Branch Merging
After creating parallel branches with branch or source_branch, use merge operators to combine outputs and continue with a single pipeline path.
Overview
nirs4all provides three merge-related keywords:
Keyword |
Purpose |
Use Case |
|---|---|---|
|
Combine outputs from pipeline branches |
Feature fusion, stacking, ensemble building |
|
Combine features from data sources |
Multi-instrument fusion, multi-modal data |
|
Apply per-source preprocessing (auto-merges) |
Source-specific preprocessing before fusion |
Branch Merging (merge)
The merge keyword combines outputs from branches created with {"branch": [...]}.
Basic Syntax
# Simple string syntax
{"merge": "features"} # Concatenate X matrices from all branches
{"merge": "predictions"} # Collect OOF predictions (for stacking)
{"merge": "all"} # Collect both features and predictions
Feature Merging
Concatenate feature matrices (X) horizontally from all branches:
pipeline = [
MinMaxScaler(),
ShuffleSplit(n_splits=5, random_state=42),
{"branch": {
"snv": [SNV()],
"msc": [MSC()],
"derivative": [FirstDerivative()],
}},
{"merge": "features"}, # Concatenate X from all branches
PLSRegression(n_components=10),
]
Before merge:
Branch 0 (snv): shape (n, p)
Branch 1 (msc): shape (n, p)
Branch 2 (derivative): shape (n, p)
After merge:
Merged X: shape (n, 3*p) # Horizontal concatenation
Prediction Merging (Stacking)
Collect out-of-fold (OOF) predictions from branches for meta-model training:
pipeline = [
MinMaxScaler(),
ShuffleSplit(n_splits=5, random_state=42),
{"branch": {
"pls": [SNV(), PLSRegression(n_components=5)],
"ridge": [MSC(), Ridge(alpha=1.0)],
"rf": [FirstDerivative(), RandomForestRegressor(n_estimators=50)],
}},
{"merge": "predictions"}, # Collect OOF predictions
Ridge(alpha=0.1), # Meta-model (Level 2)
]
Before merge:
Branch 0 (pls): predictions shape (n,)
Branch 1 (ridge): predictions shape (n,)
Branch 2 (rf): predictions shape (n,)
After merge:
Meta X: shape (n, 3) # Stacked predictions as features
OOF predictions prevent data leakage by using validation set predictions during training.
Mixed Merging
Select features from some branches and predictions from others:
pipeline = [
MinMaxScaler(),
ShuffleSplit(n_splits=5, random_state=42),
{"branch": [
[SNV()], # Branch 0: preprocessing only
[MSC()], # Branch 1: preprocessing only
[FirstDerivative(), PLSRegression(5)], # Branch 2: has model
]},
{"merge": {"features": [0, 1], "predictions": [2]}},
Ridge(alpha=0.1),
]
This combines:
Features from branches 0 and 1 (preprocessed X)

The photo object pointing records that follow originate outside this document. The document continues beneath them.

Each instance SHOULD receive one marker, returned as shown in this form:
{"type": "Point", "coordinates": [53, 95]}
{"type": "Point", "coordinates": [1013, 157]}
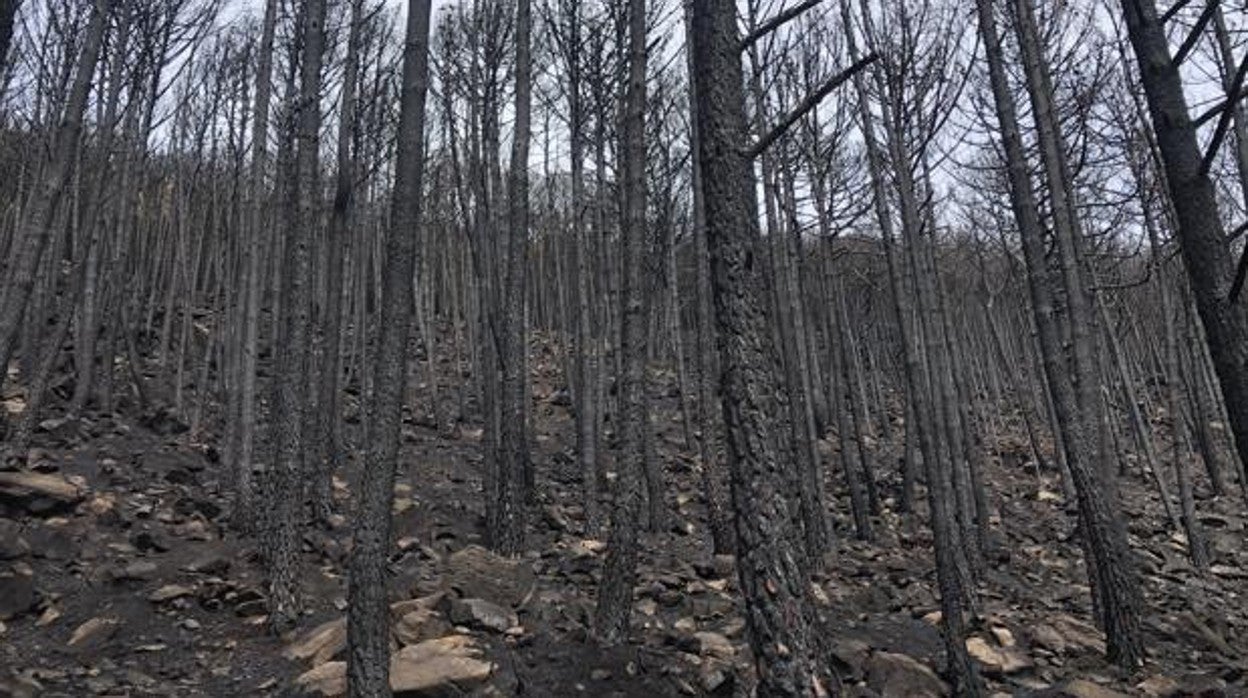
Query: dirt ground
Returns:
{"type": "Point", "coordinates": [127, 581]}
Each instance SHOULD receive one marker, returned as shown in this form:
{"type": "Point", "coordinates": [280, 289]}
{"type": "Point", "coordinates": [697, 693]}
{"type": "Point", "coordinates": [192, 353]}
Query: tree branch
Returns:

Predictions from branch 2 (model outputs)
Dict Syntax Options
The dict syntax provides fine-grained control over merging:
{"merge": {
# What to collect
"features": "all", # or [0, 2] for specific branches
"predictions": "all", # or [1, 3] for specific branches
# Feature options
"include_original": True, # Include pre-branch features
"aggregation": "mean", # mean | median | std | min | max
# Prediction options
"unsafe": False, # Default: use OOF reconstruction
# Output format
"output_as": "features", # features | sources | dict
"source_names": ["snv", "msc"], # Names for output_as="sources"
# Error handling
"on_missing": "error", # error | warn | skip
"on_shape_mismatch": "error", # error | allow | pad | truncate
}}
Branch Selection
Select specific branches by index or name:
# By index
{"merge": {"features": [0, 2]}} # Only branches 0 and 2
# By name (when using named branches)
{"merge": {"features": ["snv", "derivative"]}}
# All branches (default)
{"merge": {"features": "all"}}
Feature Aggregation
Instead of concatenating, aggregate features across branches:
pipeline = [
{"branch": {
"snv": [SNV()],
"msc": [MSC()],
"derivative": [FirstDerivative()],
}},
{"merge": {"features": "all", "aggregation": "mean"}},
PLSRegression(n_components=5),
]
Aggregation options:
"mean"- Average features across branches"median"- Median of features"std"- Standard deviation"min"- Minimum value"max"- Maximum value
Result shape: (n, p) instead of (n, branches*p)
Include Original Features
Preserve pre-branch features alongside merged branch features:
pipeline = [
MinMaxScaler(), # Original features after this
{"branch": {
"snv": [SNV()],
"derivative": [FirstDerivative()],
}},
{"merge": {"features": "all", "include_original": True}},
PLSRegression(n_components=10),
]
Result: [original_X | snv_X | derivative_X]
Output Formats
Control how merged features are structured:
# Default: single feature matrix
{"merge": {"features": "all", "output_as": "features"}}
# Result: shape (n, total_features)
# As separate sources (for multi-source models)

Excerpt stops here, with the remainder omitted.